Body length: 8-11cm, Weight: 16-27g (Seasonal variation - they put on weight during the summer).
Wood mice have dark brown fur above, and silvery grey fur below. They have large ears and large protruding eyes.
They range throughout Europe, east to Central Asia. In the UK, they are also found on Ireland and surrounding small islands.
They inhabit a range of habitats including forest edge, woodland, grassland, hedgerows and gardens.
Wood mice feed on seeds, buds, fruits, insects, worms, centipedes, snails and fungi.
During the winter, they often share nests, with up to four individuals per nest. Male home ranges overlap with those of other wood mice, but during the breeding season, the females become territorial and defend exclusive ranges.

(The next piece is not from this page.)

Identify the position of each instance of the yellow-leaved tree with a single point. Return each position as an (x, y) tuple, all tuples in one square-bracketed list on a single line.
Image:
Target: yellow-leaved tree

They are agile climbers and are active at night. They nest below ground in a complicated burrow system, which is used by consecutive generations. They do occasionally nest above ground in holes in trees. The nest itself is commonly made of leaves, moss and grass.
Wood mice have good night vision and an acute sense of smell.
Wood mice breed from March to October. After a gestation of 23 days, females give birth to 4-7 young, which are weaned after three weeks. Females tend to have just one or two litters a year.
Wood mice are common and are not considered to be endangered.